My husband used to pop his knuckles. He started his ritual by pulling his pinky, progressed one digit at a time until all ten yielded the pop-pop-crack, and then returned to press each finger inward toward his palm thus releasing another joint. After ten finger and ten knuckle cracks, he would intertwine his fingers, invert and extend his hands away from his body, and apply pressure to ensure that no joint had gone unattended. That accomplished, the ritual would begin all over again.
Thankfully, not all habits are designed to test the patience level of a spouse. Some habits are formed out of a conscious decision to repeat a behavior that is either useful or pleasing. Such is my husband’s and my habit of enjoying our morning coffee together. In the summer, we sit on the glider on our deck. During these cold days of winter, the couch in our family room is our designated resting spot.
We rise early before the sun; he usually hits the brew button on the coffee pot; I set out the cup-of-choice for the morning. He regularly turns on one small lamp on the end table while I customarily pull out the warm, hand-made coverlet under which we will nestle. After that daily routine, we fill our cups, settle down onto our comfortable sofa, and begin our day.

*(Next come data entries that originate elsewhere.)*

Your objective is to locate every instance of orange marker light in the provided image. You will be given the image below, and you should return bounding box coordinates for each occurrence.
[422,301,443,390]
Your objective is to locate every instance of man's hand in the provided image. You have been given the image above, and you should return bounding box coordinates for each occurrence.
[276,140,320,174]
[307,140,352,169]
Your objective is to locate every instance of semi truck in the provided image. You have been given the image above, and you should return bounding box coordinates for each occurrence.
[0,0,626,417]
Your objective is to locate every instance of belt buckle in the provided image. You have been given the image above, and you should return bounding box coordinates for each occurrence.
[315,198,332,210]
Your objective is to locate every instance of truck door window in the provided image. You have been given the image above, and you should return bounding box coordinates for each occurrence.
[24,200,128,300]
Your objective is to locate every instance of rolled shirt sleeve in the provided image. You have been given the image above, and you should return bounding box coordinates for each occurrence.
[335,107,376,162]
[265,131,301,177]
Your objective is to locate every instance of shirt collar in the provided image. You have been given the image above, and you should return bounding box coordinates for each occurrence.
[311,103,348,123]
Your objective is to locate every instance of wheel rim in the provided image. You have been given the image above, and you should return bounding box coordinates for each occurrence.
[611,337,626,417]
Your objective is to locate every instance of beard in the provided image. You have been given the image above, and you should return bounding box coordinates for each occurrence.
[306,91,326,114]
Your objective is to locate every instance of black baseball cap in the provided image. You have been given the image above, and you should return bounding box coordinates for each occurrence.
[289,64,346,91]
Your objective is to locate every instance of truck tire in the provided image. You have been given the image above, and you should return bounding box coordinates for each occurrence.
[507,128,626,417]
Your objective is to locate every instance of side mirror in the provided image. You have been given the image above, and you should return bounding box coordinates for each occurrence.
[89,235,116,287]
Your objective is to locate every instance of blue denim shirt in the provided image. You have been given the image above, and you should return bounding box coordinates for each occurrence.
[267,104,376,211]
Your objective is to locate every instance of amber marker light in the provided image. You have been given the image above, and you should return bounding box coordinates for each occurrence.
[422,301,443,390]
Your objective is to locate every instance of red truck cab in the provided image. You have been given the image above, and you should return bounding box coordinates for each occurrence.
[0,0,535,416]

The habit of morning coffee provides us the chance to reflect over the events of yesterday or discuss the schedules of that day. Sometimes we have serious things about which to converse. Other mornings begin with review and analysis of our favorite T.V. show that we watched the night before. We almost never miss the opportunity to comment on the beauty that surrounds us, whether we are observing the sky, the lake in our backyard, or some aspect of our interior decor. Mornings at the Amsden household (now that the kids are grown) are peaceful and pleasant.
The best part of our morning-coffee-drinking-habit is the prayer time we share. We daily bow our heads to thank the Lord for His bounty and His blessing. Next, we take our burdens to God. Between our five children, their families, our friends, our church, and our nation, we have a plethora of burdens about which we offer petitions. There, in the serenity of our home prayer closet, we follow the pattern of the Lord’s Prayer asking for God’s will to be done on earth as it is in heaven.
G. D. Boardman is known for the saying, “Sow an act, reap a habit; sow a habit, reap a character; sow a character, reap a destiny.” Over five decades ago we became Christians and were taught about the act of prayer, which has become our firmly entrenched routine. According to Boardman, habits are building blocks for character and destiny. I believe he is correct. The Bible confirms that prayer has the potential to build personal godliness and release heaven’s providence.
Habits! Some are good. Some are annoying. Prayer may not replace every thumb-twiddling, knuckle-popping repetitive behavior that humans are prone to develop; but it is a habit from which we can reap blessing both in this life and that which is to come.